The quintessential Gulf rice dish — tender chicken slow-cooked with aromatic loomi, baharat, and fragrant basmati rice.
Chicken Machboos
Ingredients
For the Chicken
- 1 whole whole chicken, cut into pieces (about 1.5 kg)
- 2 tbsp baharat spice blend
- 1 tsp turmeric powder
- 3 whole dried black limes (loomi) (pierced)
- 2 whole large onion, finely diced
- 4 cloves garlic cloves, minced
- 3 medium tomatoes, diced
- 3 tbsp vegetable oil
- 1 1/2 tsp salt
For the Rice
- 3 cups basmati rice, washed and soaked
- chicken cooking broth (reserved from cooking the chicken)
- 1/4 tsp saffron threads (soaked in 2 tbsp warm water)
- 1 tbsp rosewater (optional)
For Garnish
- 1 large onion, thinly sliced and fried crispy
- 1/4 cup toasted pine nuts or almonds
- 2 tbsp golden raisins
- fresh coriander (for garnish)
Instructions
- 1
Season chicken pieces generously with baharat, turmeric, and salt.
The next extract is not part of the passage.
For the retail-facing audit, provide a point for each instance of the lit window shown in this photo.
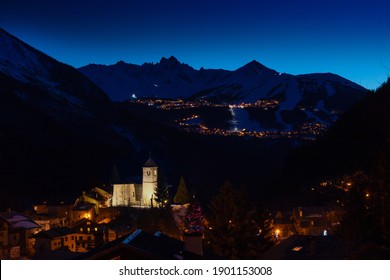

Set aside for 15 minutes.
- 2
Heat oil in a large heavy-bottomed pot. Brown the chicken on all sides, then remove and set aside.
- 3
In the same pot, cook onions until golden. Add garlic and cook for 1 minute. Add tomatoes and pierced loomi, cooking until tomatoes break down.
- 4
Return chicken to the pot. Add enough water to cover (about 4 cups). Bring to a boil, reduce heat, and simmer covered for 25 minutes until chicken is cooked through.
- 5
Remove chicken and strain the broth. Measure 5 cups of broth for the rice.
- 6
In the same pot, add drained rice and the measured broth. Add saffron water and rosewater. Bring to a boil, then reduce to lowest heat, cover tightly, and cook for 18-20 minutes.
- 7
Place chicken pieces on top of the rice for the last 5 minutes of cooking to warm through.
- 8
Serve on a large platter, rice first with chicken arranged on top, garnished with fried onions, nuts, raisins, and fresh coriander.
Tips
- Piercing the loomi allows the flavor to infuse the broth — squeeze them gently before adding.
- For the crispiest fried onions, slice very thin and fry slowly over medium heat.
- The bottom layer of rice will develop a golden crust (hkaka) — this is prized and should be served.
Storage
Refrigerate leftovers for up to 3 days. The rice and chicken store well together.